The verdict has further strengthened opportunities for international legal arbitrage by allows criminals to commit a crime in a certain jurisdiction and stand trial for it elsewhere. The obvious is to commit capital offense in one country and escape to a country where the death penalty is a crime.
Portugal’s verdict is both against the principles of justice as well as counter-productive to its own interests. Judging by outcomes alone, Portugal’s sheltering of Abu Salem is no different from the Taliban’s refusal to hand over Osama bin Laden.
If countries like Bangladesh or Malaysia were to behave similarly, the international community would have raised an outcry, blaming these countries of nurturing Islamic terrorism; but because Portugal is a European country, its actions are deemed superior due to its great concern for human rights.
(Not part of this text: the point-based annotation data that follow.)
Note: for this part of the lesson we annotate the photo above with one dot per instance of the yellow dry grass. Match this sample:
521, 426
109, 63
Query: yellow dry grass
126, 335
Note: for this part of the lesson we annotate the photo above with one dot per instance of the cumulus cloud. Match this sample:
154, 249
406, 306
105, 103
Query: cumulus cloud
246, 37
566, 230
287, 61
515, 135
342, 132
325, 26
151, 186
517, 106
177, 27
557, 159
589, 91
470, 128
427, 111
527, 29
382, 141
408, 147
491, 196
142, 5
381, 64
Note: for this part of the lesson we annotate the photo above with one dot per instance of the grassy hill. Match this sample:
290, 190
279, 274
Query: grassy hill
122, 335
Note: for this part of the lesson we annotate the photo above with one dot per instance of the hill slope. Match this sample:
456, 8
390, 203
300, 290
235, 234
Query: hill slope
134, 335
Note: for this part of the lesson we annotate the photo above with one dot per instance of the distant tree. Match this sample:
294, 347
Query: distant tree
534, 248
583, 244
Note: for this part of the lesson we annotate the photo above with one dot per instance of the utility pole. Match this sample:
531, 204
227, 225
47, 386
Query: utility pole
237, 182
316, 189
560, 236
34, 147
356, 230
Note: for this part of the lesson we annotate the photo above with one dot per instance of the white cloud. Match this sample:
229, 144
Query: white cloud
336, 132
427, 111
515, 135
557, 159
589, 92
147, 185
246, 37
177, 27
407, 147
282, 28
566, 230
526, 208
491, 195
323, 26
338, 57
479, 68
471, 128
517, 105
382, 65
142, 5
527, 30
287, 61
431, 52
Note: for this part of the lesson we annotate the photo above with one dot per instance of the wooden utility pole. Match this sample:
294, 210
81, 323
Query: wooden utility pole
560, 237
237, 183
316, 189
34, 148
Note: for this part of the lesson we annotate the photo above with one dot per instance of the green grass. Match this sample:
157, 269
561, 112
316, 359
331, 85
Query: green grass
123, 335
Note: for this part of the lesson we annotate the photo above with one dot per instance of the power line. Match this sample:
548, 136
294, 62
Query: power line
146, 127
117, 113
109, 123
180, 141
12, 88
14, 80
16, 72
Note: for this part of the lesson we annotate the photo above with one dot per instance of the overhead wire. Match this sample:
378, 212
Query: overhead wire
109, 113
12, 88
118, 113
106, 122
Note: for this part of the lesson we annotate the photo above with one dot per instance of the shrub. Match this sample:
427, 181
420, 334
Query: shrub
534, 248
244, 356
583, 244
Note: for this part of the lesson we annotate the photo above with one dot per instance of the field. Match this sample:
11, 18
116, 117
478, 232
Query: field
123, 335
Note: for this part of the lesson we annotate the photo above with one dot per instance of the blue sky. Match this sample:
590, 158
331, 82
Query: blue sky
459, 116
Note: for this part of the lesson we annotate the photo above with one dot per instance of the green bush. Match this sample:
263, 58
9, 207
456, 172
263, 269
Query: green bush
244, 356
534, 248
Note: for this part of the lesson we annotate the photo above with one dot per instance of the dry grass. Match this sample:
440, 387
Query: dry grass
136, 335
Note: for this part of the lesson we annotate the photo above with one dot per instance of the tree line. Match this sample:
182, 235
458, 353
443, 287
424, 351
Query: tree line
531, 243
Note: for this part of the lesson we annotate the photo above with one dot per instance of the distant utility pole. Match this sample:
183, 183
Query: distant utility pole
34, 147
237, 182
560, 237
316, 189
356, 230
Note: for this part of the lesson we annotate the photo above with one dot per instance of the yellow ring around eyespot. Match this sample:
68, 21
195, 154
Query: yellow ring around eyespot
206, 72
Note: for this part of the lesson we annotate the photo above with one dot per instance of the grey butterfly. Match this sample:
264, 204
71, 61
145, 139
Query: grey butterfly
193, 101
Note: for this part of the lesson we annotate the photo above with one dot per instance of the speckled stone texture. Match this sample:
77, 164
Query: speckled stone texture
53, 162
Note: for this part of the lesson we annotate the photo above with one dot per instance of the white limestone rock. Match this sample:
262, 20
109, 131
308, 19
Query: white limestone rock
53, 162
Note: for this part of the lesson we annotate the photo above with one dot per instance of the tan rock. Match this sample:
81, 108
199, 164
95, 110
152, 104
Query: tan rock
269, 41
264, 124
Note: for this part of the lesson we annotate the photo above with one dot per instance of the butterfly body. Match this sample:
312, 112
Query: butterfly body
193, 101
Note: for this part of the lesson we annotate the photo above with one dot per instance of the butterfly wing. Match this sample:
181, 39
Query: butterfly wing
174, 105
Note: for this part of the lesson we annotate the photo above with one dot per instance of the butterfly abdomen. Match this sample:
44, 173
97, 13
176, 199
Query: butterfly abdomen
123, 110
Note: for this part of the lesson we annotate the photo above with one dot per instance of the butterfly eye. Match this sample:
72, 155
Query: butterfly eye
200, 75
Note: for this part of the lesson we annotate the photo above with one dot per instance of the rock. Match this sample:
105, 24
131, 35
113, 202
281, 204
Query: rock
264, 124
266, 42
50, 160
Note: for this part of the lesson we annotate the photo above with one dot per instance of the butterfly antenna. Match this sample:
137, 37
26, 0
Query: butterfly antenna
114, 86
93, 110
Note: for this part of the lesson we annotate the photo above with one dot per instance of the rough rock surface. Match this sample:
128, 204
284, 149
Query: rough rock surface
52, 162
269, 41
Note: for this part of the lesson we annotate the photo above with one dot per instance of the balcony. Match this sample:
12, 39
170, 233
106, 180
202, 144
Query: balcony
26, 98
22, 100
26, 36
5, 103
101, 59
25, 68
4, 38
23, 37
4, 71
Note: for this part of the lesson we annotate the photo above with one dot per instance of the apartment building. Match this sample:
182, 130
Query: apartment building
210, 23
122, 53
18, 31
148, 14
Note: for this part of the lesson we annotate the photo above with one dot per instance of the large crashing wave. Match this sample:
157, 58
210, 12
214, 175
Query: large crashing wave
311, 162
Spain and Belgium find it appropriate to ask for the extradition of former heads of state like General Pinochet of Chile to stand trial for crimes against humanity, but their European neighbour sees no need to dispatch a wanted terrorist and gangster to face trial in India, where not only has the government guaranteed immunity from the death sentence, but also where the new government has announced its determination to repeal tough anti-terror legislation.
India must take up the issue of extradition of suspects in right earnest.